I met a good friend for breakfast the other morning. We hadn't seen each other for a few months and it was so nice to catch up on her family, and her on mine. We were neighbors for years. Our children are the same ages and went to school together. I adore her children, she adores mine. To say she has been a wonderful friend throughout the many years we have known each other would be an understatement. She saw me through some very difficult times and me her. I will always love her.
When we first met, our kids were pretty young. I still thought I was a Republican. I still thought I was a Catholic. And I still lived life in my little cocoon, happy, completely immersed in my family, and extremely, blissfully ignorant of anything other than what was going on in my little tiny world. (ugh it hurts to look back and admit this)
The years passed, our older children entered high school, and I was thankful to have her to moan and groan with about the usual stuff that goes along with teen angst and hormones. I shared pretty much everything with her. After all, we were on the same page on pretty much everything - family, faith, and even politics. Perfect friendship.
Then, my husband and I found out our middle son was gay when he was a junior in high school. My life pretty much turned upside down. And I slunk into the closet from which my son finally freed himself. I didn't share this news with anyone, not even this friend - not because I thought she'd react badly, but because I had too much to digest, too much to work through, and I certainly was not going to make this announcement until I could make it with the peace and tranquility I knew I'd eventually reach. And that - as it so happens - takes time, longer for some (me) than for others (my husband).
And all of this transpired in 2003, smack-dab in the middle of the Bush re-election campaign, with a promised Federal Gay Marriage Ban stirring up truly ugly, hateful homophobia and undying support from the so-called "good" Christian evangelicals they call their base. And oh how my Fox-loving neighbors were getting into this campaign, not because of the gay marriage nastiness although for some that was a bit tantalizing I'm sure, but because they could not fathom that oh-so french elitist, John Kerry, ever being able to lead this country as well as Bush.
I no longer could be around it all. I was confused. I was furious with myself for it taking a big event in my life to wake me up to what was happening. Why did it take learning my son was gay to open my eyes? I felt such revulsion and disgust for being so ignorant and selfish.
So I shut myself in, shut my friends out, and started re-thinking everything I thought I believed. And ooof, what a transformation I went through. R after my name: gone. My Catholicism - lapsed and then renounced. My concern for life outside my own little nuclear family - huge and growing by leaps and bounds. My desire to rejoin my friends and publicly announce my new stances and why I'd had such a transformation - pathetically low.
Well then we moved from the neighborhood and the urgency to announce I had a gay son and I was now a flaming, godless liberal was not so urgent anymore. But I was still getting together with my friends and old neighbors - just not so frequently. And slowly but surely my need to start divulging that I no longer shared their views on just about everything was getting more pressing (I already hated myself for being such an ignorant twit for so many years, I didn't need to add two-faced twit to the list too). I'd started paying attention.I stopped letting cable tv talking heads, politicians, and the priests within the church tell me how to think. I had started reading everything I could get my hands on - from all sides. And I started forming my own opinions. And confidence. And thick skin. Damn, it was liberating. And I started talking.

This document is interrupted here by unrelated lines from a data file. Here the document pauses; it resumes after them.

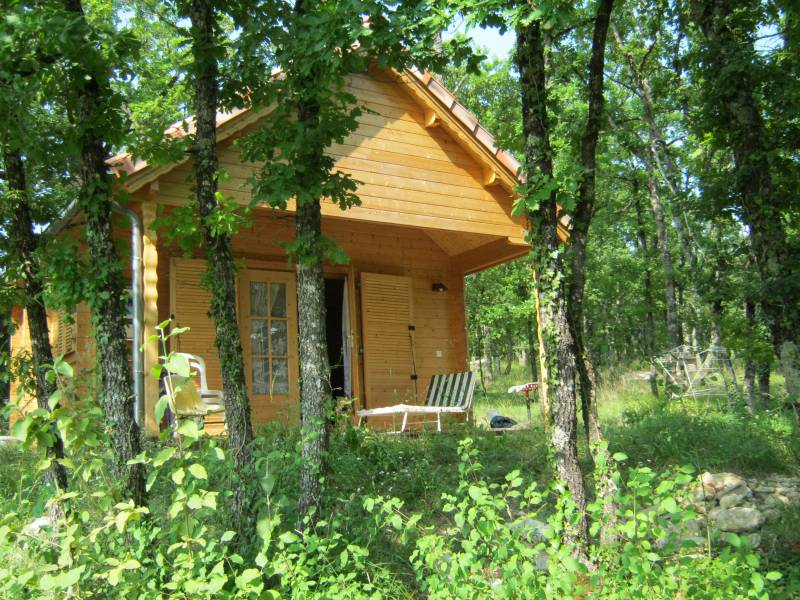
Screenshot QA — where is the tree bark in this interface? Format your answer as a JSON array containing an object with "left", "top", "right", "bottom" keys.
[
  {"left": 516, "top": 19, "right": 588, "bottom": 554},
  {"left": 3, "top": 149, "right": 69, "bottom": 492},
  {"left": 743, "top": 300, "right": 757, "bottom": 413},
  {"left": 567, "top": 0, "right": 616, "bottom": 543},
  {"left": 633, "top": 185, "right": 658, "bottom": 398},
  {"left": 527, "top": 317, "right": 539, "bottom": 381},
  {"left": 189, "top": 0, "right": 256, "bottom": 544},
  {"left": 647, "top": 167, "right": 682, "bottom": 346},
  {"left": 691, "top": 0, "right": 800, "bottom": 378},
  {"left": 65, "top": 0, "right": 146, "bottom": 505},
  {"left": 0, "top": 311, "right": 13, "bottom": 435},
  {"left": 295, "top": 0, "right": 332, "bottom": 522},
  {"left": 756, "top": 362, "right": 772, "bottom": 410}
]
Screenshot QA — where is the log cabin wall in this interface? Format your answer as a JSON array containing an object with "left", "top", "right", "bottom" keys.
[{"left": 158, "top": 210, "right": 467, "bottom": 424}]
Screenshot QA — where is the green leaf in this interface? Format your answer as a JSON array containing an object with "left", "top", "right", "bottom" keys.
[
  {"left": 172, "top": 467, "right": 186, "bottom": 485},
  {"left": 189, "top": 463, "right": 208, "bottom": 479},
  {"left": 178, "top": 419, "right": 200, "bottom": 440},
  {"left": 164, "top": 354, "right": 192, "bottom": 377},
  {"left": 47, "top": 390, "right": 64, "bottom": 410},
  {"left": 155, "top": 396, "right": 169, "bottom": 423},
  {"left": 661, "top": 498, "right": 678, "bottom": 515},
  {"left": 236, "top": 569, "right": 261, "bottom": 590},
  {"left": 54, "top": 360, "right": 75, "bottom": 379},
  {"left": 153, "top": 446, "right": 176, "bottom": 468},
  {"left": 11, "top": 416, "right": 33, "bottom": 442}
]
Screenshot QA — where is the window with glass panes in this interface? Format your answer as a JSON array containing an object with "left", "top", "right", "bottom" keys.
[{"left": 248, "top": 281, "right": 289, "bottom": 396}]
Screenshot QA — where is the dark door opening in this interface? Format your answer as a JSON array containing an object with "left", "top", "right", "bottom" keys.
[{"left": 325, "top": 279, "right": 349, "bottom": 398}]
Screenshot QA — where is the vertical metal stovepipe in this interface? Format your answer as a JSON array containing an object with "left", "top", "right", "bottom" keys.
[{"left": 111, "top": 202, "right": 144, "bottom": 427}]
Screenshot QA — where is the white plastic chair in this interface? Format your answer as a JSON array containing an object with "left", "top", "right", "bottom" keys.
[
  {"left": 168, "top": 352, "right": 225, "bottom": 419},
  {"left": 358, "top": 371, "right": 475, "bottom": 433}
]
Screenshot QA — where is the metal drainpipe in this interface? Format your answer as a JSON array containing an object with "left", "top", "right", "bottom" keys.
[{"left": 111, "top": 202, "right": 144, "bottom": 427}]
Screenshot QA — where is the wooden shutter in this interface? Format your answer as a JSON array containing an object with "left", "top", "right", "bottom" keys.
[
  {"left": 170, "top": 258, "right": 222, "bottom": 390},
  {"left": 361, "top": 273, "right": 416, "bottom": 408},
  {"left": 50, "top": 308, "right": 76, "bottom": 356}
]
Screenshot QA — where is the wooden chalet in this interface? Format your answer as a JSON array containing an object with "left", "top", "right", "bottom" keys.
[{"left": 12, "top": 65, "right": 552, "bottom": 432}]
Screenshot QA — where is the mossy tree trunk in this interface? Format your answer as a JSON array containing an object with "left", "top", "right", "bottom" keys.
[
  {"left": 516, "top": 19, "right": 588, "bottom": 547},
  {"left": 3, "top": 149, "right": 68, "bottom": 491},
  {"left": 690, "top": 0, "right": 800, "bottom": 396},
  {"left": 189, "top": 0, "right": 256, "bottom": 544},
  {"left": 64, "top": 0, "right": 146, "bottom": 504},
  {"left": 295, "top": 0, "right": 332, "bottom": 521}
]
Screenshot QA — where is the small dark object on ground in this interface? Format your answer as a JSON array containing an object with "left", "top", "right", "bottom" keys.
[{"left": 489, "top": 415, "right": 517, "bottom": 429}]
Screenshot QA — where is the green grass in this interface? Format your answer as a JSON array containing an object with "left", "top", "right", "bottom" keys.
[{"left": 0, "top": 372, "right": 800, "bottom": 597}]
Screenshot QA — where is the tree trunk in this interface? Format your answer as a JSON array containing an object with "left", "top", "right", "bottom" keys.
[
  {"left": 647, "top": 167, "right": 681, "bottom": 346},
  {"left": 567, "top": 0, "right": 616, "bottom": 542},
  {"left": 516, "top": 19, "right": 588, "bottom": 554},
  {"left": 527, "top": 317, "right": 539, "bottom": 381},
  {"left": 743, "top": 300, "right": 756, "bottom": 413},
  {"left": 633, "top": 192, "right": 658, "bottom": 398},
  {"left": 611, "top": 25, "right": 697, "bottom": 268},
  {"left": 691, "top": 0, "right": 800, "bottom": 384},
  {"left": 190, "top": 0, "right": 256, "bottom": 544},
  {"left": 296, "top": 202, "right": 331, "bottom": 520},
  {"left": 65, "top": 0, "right": 146, "bottom": 504},
  {"left": 3, "top": 150, "right": 68, "bottom": 492},
  {"left": 295, "top": 0, "right": 332, "bottom": 522},
  {"left": 0, "top": 311, "right": 13, "bottom": 435},
  {"left": 756, "top": 362, "right": 771, "bottom": 410}
]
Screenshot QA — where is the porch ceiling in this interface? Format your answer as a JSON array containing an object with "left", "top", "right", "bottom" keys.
[{"left": 425, "top": 229, "right": 528, "bottom": 275}]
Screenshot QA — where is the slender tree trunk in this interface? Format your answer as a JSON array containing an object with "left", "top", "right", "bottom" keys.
[
  {"left": 633, "top": 192, "right": 658, "bottom": 398},
  {"left": 756, "top": 362, "right": 771, "bottom": 410},
  {"left": 65, "top": 0, "right": 146, "bottom": 504},
  {"left": 647, "top": 168, "right": 681, "bottom": 346},
  {"left": 3, "top": 150, "right": 68, "bottom": 496},
  {"left": 296, "top": 202, "right": 331, "bottom": 519},
  {"left": 743, "top": 300, "right": 757, "bottom": 413},
  {"left": 516, "top": 19, "right": 588, "bottom": 553},
  {"left": 691, "top": 0, "right": 800, "bottom": 384},
  {"left": 295, "top": 0, "right": 331, "bottom": 521},
  {"left": 611, "top": 25, "right": 697, "bottom": 268},
  {"left": 189, "top": 0, "right": 256, "bottom": 544},
  {"left": 567, "top": 0, "right": 616, "bottom": 542},
  {"left": 526, "top": 317, "right": 539, "bottom": 381},
  {"left": 0, "top": 311, "right": 13, "bottom": 435}
]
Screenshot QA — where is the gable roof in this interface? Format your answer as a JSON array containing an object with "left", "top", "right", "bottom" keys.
[{"left": 107, "top": 68, "right": 521, "bottom": 192}]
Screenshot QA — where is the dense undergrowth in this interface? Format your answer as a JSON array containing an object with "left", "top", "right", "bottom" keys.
[{"left": 0, "top": 368, "right": 800, "bottom": 598}]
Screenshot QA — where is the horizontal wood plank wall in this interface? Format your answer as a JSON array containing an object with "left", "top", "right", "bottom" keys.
[
  {"left": 10, "top": 303, "right": 96, "bottom": 425},
  {"left": 158, "top": 74, "right": 523, "bottom": 241}
]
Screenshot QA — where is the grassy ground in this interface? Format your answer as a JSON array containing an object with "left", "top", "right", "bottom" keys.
[{"left": 0, "top": 372, "right": 800, "bottom": 595}]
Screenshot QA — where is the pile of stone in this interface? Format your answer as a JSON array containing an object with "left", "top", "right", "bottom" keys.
[{"left": 693, "top": 472, "right": 800, "bottom": 545}]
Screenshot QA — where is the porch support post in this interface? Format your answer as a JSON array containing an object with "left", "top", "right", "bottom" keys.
[{"left": 142, "top": 199, "right": 159, "bottom": 435}]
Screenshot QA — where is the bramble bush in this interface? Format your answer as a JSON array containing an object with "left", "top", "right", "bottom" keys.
[{"left": 0, "top": 361, "right": 780, "bottom": 599}]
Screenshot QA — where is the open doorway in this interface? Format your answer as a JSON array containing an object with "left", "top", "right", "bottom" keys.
[{"left": 325, "top": 277, "right": 351, "bottom": 398}]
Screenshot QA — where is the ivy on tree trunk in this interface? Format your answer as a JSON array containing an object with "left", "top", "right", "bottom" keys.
[
  {"left": 189, "top": 0, "right": 256, "bottom": 544},
  {"left": 295, "top": 0, "right": 331, "bottom": 520},
  {"left": 516, "top": 19, "right": 588, "bottom": 547},
  {"left": 3, "top": 149, "right": 68, "bottom": 492},
  {"left": 65, "top": 0, "right": 146, "bottom": 504}
]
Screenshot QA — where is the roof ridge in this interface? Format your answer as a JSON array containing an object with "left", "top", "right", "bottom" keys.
[
  {"left": 111, "top": 67, "right": 524, "bottom": 186},
  {"left": 406, "top": 67, "right": 522, "bottom": 178}
]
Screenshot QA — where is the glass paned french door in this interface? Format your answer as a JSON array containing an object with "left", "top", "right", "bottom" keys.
[{"left": 240, "top": 269, "right": 297, "bottom": 401}]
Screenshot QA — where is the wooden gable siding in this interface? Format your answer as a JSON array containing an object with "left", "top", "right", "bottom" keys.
[{"left": 152, "top": 74, "right": 523, "bottom": 243}]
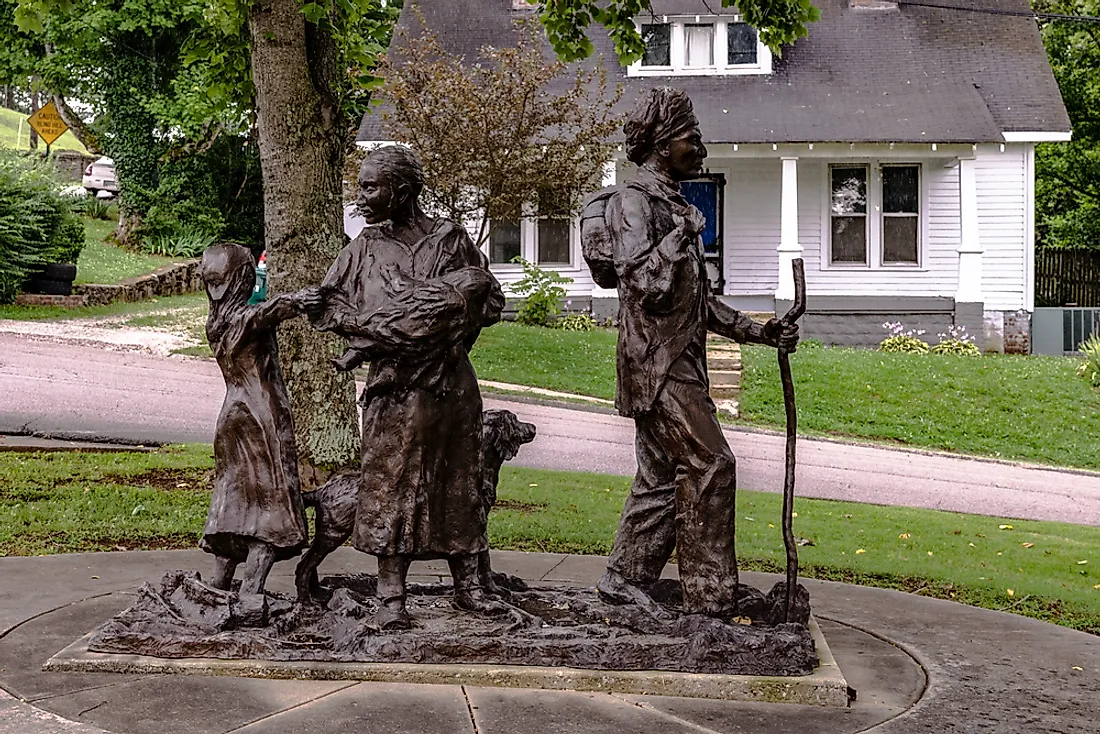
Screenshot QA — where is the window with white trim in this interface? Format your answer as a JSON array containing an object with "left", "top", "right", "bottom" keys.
[
  {"left": 882, "top": 164, "right": 921, "bottom": 265},
  {"left": 488, "top": 219, "right": 523, "bottom": 265},
  {"left": 487, "top": 207, "right": 579, "bottom": 270},
  {"left": 627, "top": 15, "right": 771, "bottom": 76},
  {"left": 828, "top": 163, "right": 923, "bottom": 267}
]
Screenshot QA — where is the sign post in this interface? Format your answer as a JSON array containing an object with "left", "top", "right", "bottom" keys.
[{"left": 28, "top": 100, "right": 68, "bottom": 157}]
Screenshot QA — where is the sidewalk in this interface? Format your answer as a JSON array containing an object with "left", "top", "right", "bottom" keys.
[
  {"left": 0, "top": 333, "right": 1100, "bottom": 525},
  {"left": 0, "top": 548, "right": 1100, "bottom": 734}
]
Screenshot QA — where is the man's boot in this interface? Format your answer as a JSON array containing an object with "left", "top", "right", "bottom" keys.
[
  {"left": 596, "top": 569, "right": 675, "bottom": 622},
  {"left": 447, "top": 554, "right": 512, "bottom": 614},
  {"left": 374, "top": 556, "right": 413, "bottom": 632}
]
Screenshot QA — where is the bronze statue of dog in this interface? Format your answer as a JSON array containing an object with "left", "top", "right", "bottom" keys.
[{"left": 295, "top": 410, "right": 535, "bottom": 602}]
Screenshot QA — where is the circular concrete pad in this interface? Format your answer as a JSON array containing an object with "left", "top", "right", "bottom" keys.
[{"left": 0, "top": 593, "right": 925, "bottom": 734}]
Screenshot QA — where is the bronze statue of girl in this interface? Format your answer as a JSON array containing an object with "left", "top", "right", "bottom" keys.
[{"left": 199, "top": 244, "right": 321, "bottom": 617}]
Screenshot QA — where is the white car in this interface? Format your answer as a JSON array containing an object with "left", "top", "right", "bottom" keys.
[{"left": 80, "top": 156, "right": 119, "bottom": 195}]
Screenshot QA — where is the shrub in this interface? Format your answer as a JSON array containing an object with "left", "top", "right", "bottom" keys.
[
  {"left": 1077, "top": 333, "right": 1100, "bottom": 387},
  {"left": 879, "top": 321, "right": 928, "bottom": 354},
  {"left": 508, "top": 258, "right": 573, "bottom": 326},
  {"left": 553, "top": 311, "right": 600, "bottom": 331},
  {"left": 142, "top": 224, "right": 215, "bottom": 258},
  {"left": 0, "top": 150, "right": 84, "bottom": 303},
  {"left": 932, "top": 326, "right": 981, "bottom": 357},
  {"left": 53, "top": 216, "right": 85, "bottom": 264}
]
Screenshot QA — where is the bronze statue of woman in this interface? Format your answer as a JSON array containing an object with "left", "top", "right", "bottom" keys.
[{"left": 315, "top": 145, "right": 506, "bottom": 629}]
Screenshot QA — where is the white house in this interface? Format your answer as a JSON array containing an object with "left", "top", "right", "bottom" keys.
[{"left": 359, "top": 0, "right": 1070, "bottom": 351}]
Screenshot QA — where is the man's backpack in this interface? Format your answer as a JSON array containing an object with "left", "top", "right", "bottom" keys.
[{"left": 581, "top": 186, "right": 619, "bottom": 288}]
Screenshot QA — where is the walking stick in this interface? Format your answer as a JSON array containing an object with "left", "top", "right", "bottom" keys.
[{"left": 779, "top": 258, "right": 806, "bottom": 622}]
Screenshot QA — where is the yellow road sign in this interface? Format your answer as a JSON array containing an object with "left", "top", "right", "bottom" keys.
[{"left": 28, "top": 101, "right": 68, "bottom": 145}]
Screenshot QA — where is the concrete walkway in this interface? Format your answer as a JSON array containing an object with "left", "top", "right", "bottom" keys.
[
  {"left": 0, "top": 548, "right": 1100, "bottom": 734},
  {"left": 0, "top": 333, "right": 1100, "bottom": 525}
]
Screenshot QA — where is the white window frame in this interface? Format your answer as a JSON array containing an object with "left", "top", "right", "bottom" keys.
[
  {"left": 483, "top": 205, "right": 581, "bottom": 272},
  {"left": 626, "top": 15, "right": 771, "bottom": 77},
  {"left": 821, "top": 158, "right": 930, "bottom": 272}
]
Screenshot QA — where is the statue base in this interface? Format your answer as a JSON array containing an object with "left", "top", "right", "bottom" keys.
[{"left": 40, "top": 571, "right": 848, "bottom": 705}]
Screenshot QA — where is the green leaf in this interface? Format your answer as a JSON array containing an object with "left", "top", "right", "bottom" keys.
[{"left": 301, "top": 2, "right": 325, "bottom": 25}]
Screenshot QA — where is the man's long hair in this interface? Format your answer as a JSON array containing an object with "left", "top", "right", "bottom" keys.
[{"left": 623, "top": 87, "right": 699, "bottom": 165}]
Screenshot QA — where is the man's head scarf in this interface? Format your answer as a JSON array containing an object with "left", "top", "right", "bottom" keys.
[{"left": 623, "top": 87, "right": 699, "bottom": 165}]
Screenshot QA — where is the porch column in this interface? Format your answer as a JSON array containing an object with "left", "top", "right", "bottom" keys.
[
  {"left": 955, "top": 158, "right": 986, "bottom": 341},
  {"left": 592, "top": 161, "right": 618, "bottom": 321},
  {"left": 776, "top": 157, "right": 802, "bottom": 303}
]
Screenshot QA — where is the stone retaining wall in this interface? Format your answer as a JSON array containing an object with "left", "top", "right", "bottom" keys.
[
  {"left": 73, "top": 260, "right": 202, "bottom": 306},
  {"left": 15, "top": 260, "right": 202, "bottom": 307}
]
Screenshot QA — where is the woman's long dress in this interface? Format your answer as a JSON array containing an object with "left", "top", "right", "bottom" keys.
[
  {"left": 199, "top": 297, "right": 308, "bottom": 561},
  {"left": 316, "top": 220, "right": 504, "bottom": 559}
]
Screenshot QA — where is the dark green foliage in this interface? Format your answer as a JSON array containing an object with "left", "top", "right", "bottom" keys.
[
  {"left": 0, "top": 150, "right": 84, "bottom": 304},
  {"left": 532, "top": 0, "right": 821, "bottom": 64},
  {"left": 1032, "top": 0, "right": 1100, "bottom": 249},
  {"left": 136, "top": 135, "right": 264, "bottom": 254},
  {"left": 508, "top": 258, "right": 573, "bottom": 326}
]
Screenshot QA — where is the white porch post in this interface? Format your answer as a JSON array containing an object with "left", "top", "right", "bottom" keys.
[
  {"left": 955, "top": 158, "right": 986, "bottom": 348},
  {"left": 776, "top": 157, "right": 802, "bottom": 302}
]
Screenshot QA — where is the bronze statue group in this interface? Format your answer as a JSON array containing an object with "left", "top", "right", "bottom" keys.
[{"left": 200, "top": 87, "right": 799, "bottom": 631}]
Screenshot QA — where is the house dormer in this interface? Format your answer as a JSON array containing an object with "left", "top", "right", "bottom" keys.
[{"left": 627, "top": 14, "right": 771, "bottom": 77}]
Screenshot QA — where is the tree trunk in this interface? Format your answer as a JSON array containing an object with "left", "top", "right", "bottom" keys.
[{"left": 249, "top": 0, "right": 360, "bottom": 484}]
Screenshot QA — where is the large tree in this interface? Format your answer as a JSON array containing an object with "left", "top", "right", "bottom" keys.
[
  {"left": 381, "top": 23, "right": 622, "bottom": 247},
  {"left": 248, "top": 0, "right": 394, "bottom": 481},
  {"left": 1035, "top": 0, "right": 1100, "bottom": 249},
  {"left": 6, "top": 0, "right": 399, "bottom": 481}
]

My friends were not impressed with my political changes of heart. They were not swayed with my arguments. Some nearly dropped to the floor when they learned I'd be voting for Obama. But they all accepted the news about my son just fine. I was happy. Convincing them their political views were wrong would be impossible and probably wrong for me to even try. Maybe they too would need some life-touching event of their own to open their eyes. And who the hell was I to judge?
Which brings me to my friend and my breakfast the other morning. She never understood my transformation, but our friendship remained intact, her love for my son never wavered. We get together every few months. But something was different this last time, I noticed cracks. Her oldest son is getting married. He is not Catholic but his soon-to-be wife is. They are taking the obligatory classes the Church requires to get married in the church. Neither of their hearts are in it. They are coming home and talking about the church's/politician's (hey, separation of church and state does not exist right now with the GOP or the Catholic bishops) views on contraception, women, gays, the poor, etc and they are openly showing their disdain for the 16th century views of both the GOP and the church. It is getting harder for my friend to deny what is right in front of her when her own children are seeing it. There are cracks forming in my friend's views and I am starting to see them.
So when I saw this chart of 12 talking points that Republicans are using to guarantee Obama's re-election and I realized that even sane people stuck in cocoons eventually have to break out one day and see what is out there. This friend is not dumb, and she certainly is not blind. She has to be seeing some of the crazy going on around her. We live in Arizona for god sakes. We are surrounded by it. So even though I didn't ask her, I walked away thinking there might be hope for her and maybe others as well. And maybe it doesn't take learning that you have a gay child for it to happen. Maybe it just takes a political party going off the deep end.
One can only hope.
Via TPC who got it from MoveOn.org
1 comment:
I'm glad your friend is starting to see the painful truth. I am quite sympathetic to her, however, knowing that while ultimately necessary, it is a painful process.